Trade Union Pro
- Formation: 2011; 15 years ago
- Type: Trade union
- Headquarters: Helsinki
- President: Niko Simola

= Trade Union Pro =

Trade union of Finland

Trade Union Pro (Ammattiliitto Pro) is a collective force of working life and one of the largest trade unions in Finland. Pro's members are educated professionals, experts and managers in a wide array of sectors from finance to ICT and communications, service fields and industries to the public sector. Pro has some 120 000 members and negotiates 150 collective agreements.

Pro's mission is to improve the working conditions, livelihoods and career prospects of our members and those studying these fields. The union also looks after the well-being of its members.

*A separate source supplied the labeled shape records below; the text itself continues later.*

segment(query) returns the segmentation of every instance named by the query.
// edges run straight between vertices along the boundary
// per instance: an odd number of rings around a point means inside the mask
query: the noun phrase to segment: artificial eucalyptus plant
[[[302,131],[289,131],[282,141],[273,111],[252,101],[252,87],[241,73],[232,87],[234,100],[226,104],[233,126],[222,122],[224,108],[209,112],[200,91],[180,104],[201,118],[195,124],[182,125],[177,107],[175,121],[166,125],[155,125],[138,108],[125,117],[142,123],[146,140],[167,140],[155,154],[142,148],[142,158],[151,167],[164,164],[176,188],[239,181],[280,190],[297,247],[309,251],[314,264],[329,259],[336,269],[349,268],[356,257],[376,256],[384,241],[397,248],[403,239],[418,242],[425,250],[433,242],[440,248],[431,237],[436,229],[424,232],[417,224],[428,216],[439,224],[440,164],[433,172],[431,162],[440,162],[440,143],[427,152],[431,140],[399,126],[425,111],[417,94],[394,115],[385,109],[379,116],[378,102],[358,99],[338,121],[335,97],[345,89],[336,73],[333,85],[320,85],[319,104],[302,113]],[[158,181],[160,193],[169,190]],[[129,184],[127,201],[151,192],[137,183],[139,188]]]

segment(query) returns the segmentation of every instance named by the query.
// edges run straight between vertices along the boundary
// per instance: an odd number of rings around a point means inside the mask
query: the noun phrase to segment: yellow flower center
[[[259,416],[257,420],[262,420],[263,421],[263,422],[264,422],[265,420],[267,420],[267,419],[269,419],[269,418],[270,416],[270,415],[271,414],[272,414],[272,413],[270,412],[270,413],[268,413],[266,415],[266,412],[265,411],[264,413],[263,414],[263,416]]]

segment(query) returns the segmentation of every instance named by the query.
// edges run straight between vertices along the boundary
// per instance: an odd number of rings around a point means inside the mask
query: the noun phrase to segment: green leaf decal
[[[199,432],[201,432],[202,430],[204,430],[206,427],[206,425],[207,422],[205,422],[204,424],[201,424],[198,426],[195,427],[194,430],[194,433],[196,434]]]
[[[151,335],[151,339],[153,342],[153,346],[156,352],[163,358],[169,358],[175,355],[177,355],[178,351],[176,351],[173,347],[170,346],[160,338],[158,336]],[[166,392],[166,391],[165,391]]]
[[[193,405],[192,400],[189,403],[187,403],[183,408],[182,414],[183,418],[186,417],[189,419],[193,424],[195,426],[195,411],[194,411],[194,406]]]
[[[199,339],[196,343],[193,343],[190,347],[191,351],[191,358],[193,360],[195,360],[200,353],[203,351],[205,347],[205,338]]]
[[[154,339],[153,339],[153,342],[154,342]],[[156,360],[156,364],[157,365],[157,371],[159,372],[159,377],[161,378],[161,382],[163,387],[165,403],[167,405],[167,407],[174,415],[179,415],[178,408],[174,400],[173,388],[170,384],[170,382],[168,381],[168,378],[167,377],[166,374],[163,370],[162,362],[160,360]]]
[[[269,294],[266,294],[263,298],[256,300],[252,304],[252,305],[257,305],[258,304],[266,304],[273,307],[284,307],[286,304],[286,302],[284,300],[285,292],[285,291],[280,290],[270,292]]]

Trade Union Pro believes that a humane working life is a human right. The union foresees international developments and phenomena and develops new solutions for the Finnish working life.

== History ==
The union was founded in 2011, when the Trade Union Direct merged with the Union of Salaried Employees. Like its predecessors, the union is under the Finnish Confederation of Professionals (STTK).

On formation, the union was led by Antti Rinne. He stood down in 2014, and was succeeded by Jorma Malinen. In 2019, the Confederation of State Employees' Unions – Pardia merged into Pro, totaling the member count to about 120,000. In 2021, the Union of Insurance Employees also merged with Pro.